Chromatin interaction intensity maps. a Heat map showing raw counts of observed chromatin contacts on a genome-wide scale with 50KB bins (data from wild type N2 young adults). b Binned chromatin interaction map for wild type N2 young adults displayed with color representing the Log2 of the observed/expected ratio for each 50KB bin pair. c Magnified Log2 plot as in B, but focused just on chromosome I. d A further normalization of the plot in Panel C in which the interaction level for each combination of 50KB intervals is normalized to other pairs of intervals separated by a similar distance (using HOMER software [40]). e Log2 of the observed/expected ratio of interaction frequency (similar to panel C) for the X chromosome. f Coverage and distance normalized interaction plot (similar to panel D) for the X chromosome

First, we evaluated the consistency of results from this approach by comparing results from different experimental replicates. The replicates were carried out with slight deviations in the underlying protocol, distinct stages and tissue distributions, and different choices of restriction enzymes; hence their consistency becomes a test for both biological and technical reproducibility. Indeed we observed that experimental replicates (Additional file 1: Figure S1) were highly correlated (Pearson’s correlation coefficients vary between 0.76 and 0.97 for 50KB binned data).

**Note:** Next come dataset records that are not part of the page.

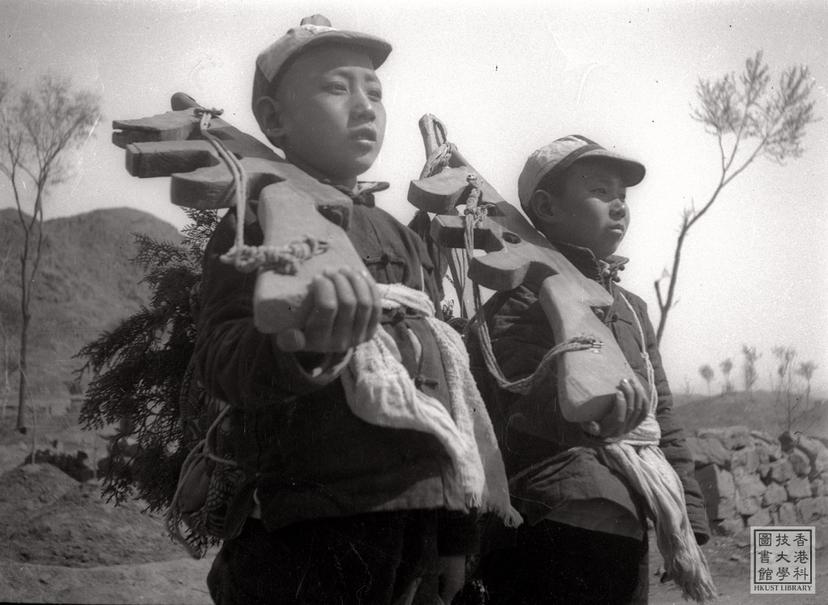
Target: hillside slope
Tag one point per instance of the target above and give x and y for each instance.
(86, 284)
(759, 410)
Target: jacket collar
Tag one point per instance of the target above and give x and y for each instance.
(604, 271)
(362, 194)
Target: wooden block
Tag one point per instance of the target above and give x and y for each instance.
(281, 301)
(589, 378)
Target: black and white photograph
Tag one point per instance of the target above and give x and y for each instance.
(413, 303)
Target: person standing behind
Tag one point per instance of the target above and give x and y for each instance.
(585, 536)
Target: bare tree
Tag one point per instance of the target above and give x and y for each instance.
(806, 370)
(4, 335)
(750, 117)
(785, 396)
(726, 367)
(38, 128)
(751, 375)
(707, 373)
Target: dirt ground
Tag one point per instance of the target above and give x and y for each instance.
(61, 543)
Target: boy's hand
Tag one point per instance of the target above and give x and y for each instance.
(345, 312)
(628, 411)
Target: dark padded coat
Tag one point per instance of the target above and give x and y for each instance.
(551, 463)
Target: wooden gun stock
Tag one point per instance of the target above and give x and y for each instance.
(587, 379)
(291, 204)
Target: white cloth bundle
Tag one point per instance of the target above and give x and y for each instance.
(638, 457)
(380, 392)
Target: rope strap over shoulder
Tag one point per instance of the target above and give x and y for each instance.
(284, 259)
(524, 385)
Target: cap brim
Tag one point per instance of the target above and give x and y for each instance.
(377, 48)
(632, 172)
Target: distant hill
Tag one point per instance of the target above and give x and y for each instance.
(86, 284)
(758, 410)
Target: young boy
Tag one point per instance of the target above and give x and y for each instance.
(334, 509)
(584, 540)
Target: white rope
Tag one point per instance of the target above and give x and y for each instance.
(638, 457)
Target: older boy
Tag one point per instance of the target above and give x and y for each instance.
(585, 538)
(334, 509)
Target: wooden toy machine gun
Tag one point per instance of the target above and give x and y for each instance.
(214, 165)
(589, 373)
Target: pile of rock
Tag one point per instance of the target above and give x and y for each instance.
(749, 478)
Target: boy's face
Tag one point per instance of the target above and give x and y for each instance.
(592, 211)
(330, 112)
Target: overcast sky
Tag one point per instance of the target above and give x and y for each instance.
(506, 78)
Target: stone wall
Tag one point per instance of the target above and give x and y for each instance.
(750, 478)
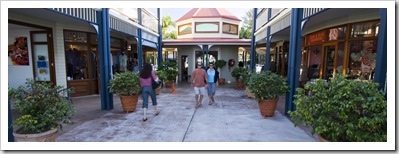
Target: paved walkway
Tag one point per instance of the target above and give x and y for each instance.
(234, 118)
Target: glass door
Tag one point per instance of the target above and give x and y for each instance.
(329, 61)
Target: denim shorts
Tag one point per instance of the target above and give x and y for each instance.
(211, 89)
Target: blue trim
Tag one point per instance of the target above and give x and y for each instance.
(381, 61)
(140, 41)
(149, 44)
(105, 59)
(253, 50)
(73, 16)
(294, 57)
(10, 129)
(314, 14)
(268, 39)
(160, 36)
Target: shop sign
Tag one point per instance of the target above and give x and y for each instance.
(315, 38)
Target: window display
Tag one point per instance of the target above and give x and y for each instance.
(362, 59)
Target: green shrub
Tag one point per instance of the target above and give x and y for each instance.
(125, 84)
(42, 107)
(343, 110)
(267, 85)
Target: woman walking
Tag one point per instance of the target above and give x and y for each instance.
(213, 76)
(146, 77)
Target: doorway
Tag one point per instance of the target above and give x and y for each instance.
(329, 59)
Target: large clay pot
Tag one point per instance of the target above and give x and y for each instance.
(239, 84)
(221, 81)
(129, 103)
(48, 136)
(267, 107)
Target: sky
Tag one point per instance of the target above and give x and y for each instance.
(176, 13)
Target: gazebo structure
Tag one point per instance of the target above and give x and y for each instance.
(206, 35)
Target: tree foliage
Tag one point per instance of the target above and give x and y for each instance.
(167, 24)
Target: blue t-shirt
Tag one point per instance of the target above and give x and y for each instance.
(211, 75)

Second we compared the chromatin interaction matrices obtained with RTCC with a recent Hi-C analysis performed using C. elegans embryos, acquired by Crane et al. [22] towards understanding of X chromosome topology remodeling during dosage compensation. This comparison likewise demonstrates experiment-to-experiment correlation, both by inspection (Additional file 2: Figure S2) and from calculating a formal Pearson correlation coefficient (>0.64).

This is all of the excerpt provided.